Summary: In yesterday's economic numbers, productivity (a measure of output per hours of work) sunk to 1.3%, its poorest showing in nine years; productivity has averaged 2.8% over the last decade and 3.1% over the last 5 years. Conversely, unit labor costs (compensation per hour) grew 3.7%, down substantially from Q2, but higher than analysts' estimates of 3.4%, and employee compensation grew by 5.3%, a level it hasn't seen since 1990: workers were earning more to do less. Both figures caught analysts by surprise; they said the numbers were certain to raise Fed inflation concerns. At best, they said, the news meant the Fed wouldn't be cutting interest rates anytime soon; at worst, the continued rise in wage pressures could prompt the Fed to resume raising its benchmark rate. Scott Brown, chief economist at Raymond James & Associates: "The unit labor costs number is a bit unsettling for the Fed... so many people have focused on commodity prices, but the Fed's real fear is always the labor market and the possibility of inflationary pressures developing there." Stocks and bonds were down on the news.

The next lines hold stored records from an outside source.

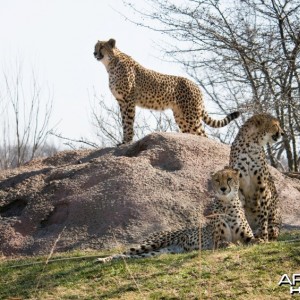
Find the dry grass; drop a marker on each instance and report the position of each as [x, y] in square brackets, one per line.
[236, 273]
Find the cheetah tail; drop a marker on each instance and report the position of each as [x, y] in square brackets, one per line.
[220, 123]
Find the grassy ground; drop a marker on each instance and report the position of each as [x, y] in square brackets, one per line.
[235, 273]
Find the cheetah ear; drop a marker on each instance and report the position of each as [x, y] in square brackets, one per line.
[112, 43]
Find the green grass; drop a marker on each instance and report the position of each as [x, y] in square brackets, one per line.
[235, 273]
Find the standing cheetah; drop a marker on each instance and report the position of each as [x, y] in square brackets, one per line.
[257, 188]
[133, 85]
[227, 224]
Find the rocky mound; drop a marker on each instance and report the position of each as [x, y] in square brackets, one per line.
[98, 199]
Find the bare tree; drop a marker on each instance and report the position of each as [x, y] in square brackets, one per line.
[242, 53]
[26, 110]
[106, 119]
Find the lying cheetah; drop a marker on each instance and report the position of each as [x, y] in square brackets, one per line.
[257, 189]
[133, 85]
[226, 225]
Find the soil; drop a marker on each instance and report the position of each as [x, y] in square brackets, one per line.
[97, 199]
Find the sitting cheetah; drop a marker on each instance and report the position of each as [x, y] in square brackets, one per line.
[226, 225]
[133, 85]
[257, 189]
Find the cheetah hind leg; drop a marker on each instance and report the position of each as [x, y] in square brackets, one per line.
[193, 126]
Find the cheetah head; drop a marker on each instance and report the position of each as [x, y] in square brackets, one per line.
[268, 129]
[226, 182]
[104, 48]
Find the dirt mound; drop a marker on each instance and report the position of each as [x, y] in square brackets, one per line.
[96, 199]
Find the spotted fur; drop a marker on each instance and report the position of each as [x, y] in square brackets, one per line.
[257, 188]
[227, 224]
[133, 85]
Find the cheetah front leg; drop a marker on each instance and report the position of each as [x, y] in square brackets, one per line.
[127, 108]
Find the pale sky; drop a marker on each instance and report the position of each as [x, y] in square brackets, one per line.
[57, 39]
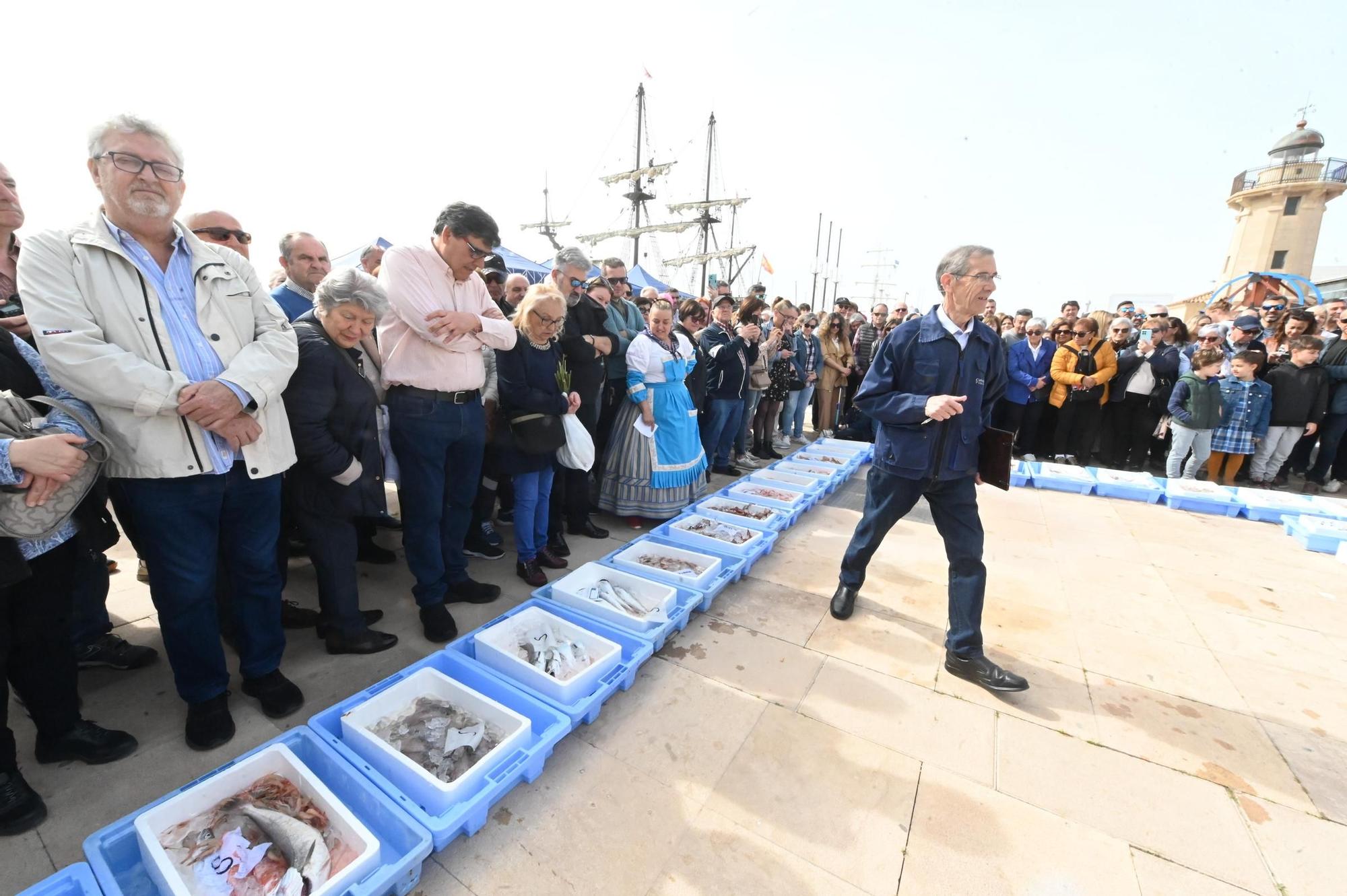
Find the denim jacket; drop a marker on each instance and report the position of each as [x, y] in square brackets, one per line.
[921, 359]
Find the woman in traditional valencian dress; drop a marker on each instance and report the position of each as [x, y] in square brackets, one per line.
[655, 477]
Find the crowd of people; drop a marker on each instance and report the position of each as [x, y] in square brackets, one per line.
[249, 423]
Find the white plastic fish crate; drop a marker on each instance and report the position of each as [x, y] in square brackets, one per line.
[1202, 497]
[498, 648]
[573, 591]
[409, 777]
[635, 652]
[1053, 477]
[1318, 533]
[676, 530]
[1127, 485]
[1266, 505]
[203, 794]
[716, 508]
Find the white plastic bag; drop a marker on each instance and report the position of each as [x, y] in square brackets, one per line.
[579, 451]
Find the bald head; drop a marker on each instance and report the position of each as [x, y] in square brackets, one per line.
[515, 288]
[222, 229]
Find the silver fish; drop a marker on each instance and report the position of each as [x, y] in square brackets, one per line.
[301, 844]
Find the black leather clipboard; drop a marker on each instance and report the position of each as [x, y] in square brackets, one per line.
[995, 456]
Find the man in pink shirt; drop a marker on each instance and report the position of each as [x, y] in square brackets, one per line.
[432, 341]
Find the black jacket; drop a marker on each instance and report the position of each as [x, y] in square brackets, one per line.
[1164, 365]
[332, 409]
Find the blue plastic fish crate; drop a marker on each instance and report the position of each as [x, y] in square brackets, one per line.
[1310, 540]
[1059, 483]
[635, 653]
[746, 552]
[403, 844]
[793, 514]
[1151, 493]
[685, 603]
[76, 881]
[468, 816]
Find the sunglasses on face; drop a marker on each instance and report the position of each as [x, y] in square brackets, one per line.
[224, 233]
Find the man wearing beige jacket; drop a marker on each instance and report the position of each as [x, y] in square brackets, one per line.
[183, 353]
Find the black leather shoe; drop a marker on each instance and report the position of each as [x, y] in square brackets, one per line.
[550, 560]
[371, 553]
[438, 625]
[587, 529]
[209, 723]
[21, 808]
[984, 673]
[278, 695]
[370, 617]
[472, 592]
[88, 743]
[844, 602]
[367, 642]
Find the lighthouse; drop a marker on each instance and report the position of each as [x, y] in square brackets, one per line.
[1280, 206]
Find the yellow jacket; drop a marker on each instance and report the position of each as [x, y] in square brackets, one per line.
[1065, 365]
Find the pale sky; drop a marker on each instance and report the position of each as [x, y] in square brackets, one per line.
[1092, 145]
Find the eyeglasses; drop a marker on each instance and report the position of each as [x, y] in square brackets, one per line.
[135, 164]
[224, 233]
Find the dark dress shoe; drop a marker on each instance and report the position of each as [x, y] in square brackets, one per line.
[278, 695]
[21, 808]
[550, 560]
[438, 625]
[296, 617]
[587, 529]
[371, 553]
[88, 743]
[531, 574]
[984, 673]
[472, 592]
[367, 642]
[844, 602]
[370, 618]
[209, 723]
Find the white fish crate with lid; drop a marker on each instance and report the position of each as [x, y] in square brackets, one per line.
[265, 825]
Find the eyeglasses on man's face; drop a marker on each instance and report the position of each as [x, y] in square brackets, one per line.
[135, 164]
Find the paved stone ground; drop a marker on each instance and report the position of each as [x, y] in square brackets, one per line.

Related links: Press release • David Andrew Taylor: Productivity Drop: More Money For Less Work
Potentially impacted stocks and ETFs: S&P 500 Index (NYSEARCA:SPY) • NASDAQ 100 Trust Shares ETF (QQQQ) • iShares Russell 2000 Index ETF (NYSEARCA:IWM) • iShares Lehman 1-3 Year Treasury Bond ETF (NYSEARCA:SHY) • iShares Lehman 7-10 Yr Treasury Bond ETF (NYSEARCA:IEF) • iShares Lehman 20+ Year Treasury Bond ETF (NYSEARCA:TLT)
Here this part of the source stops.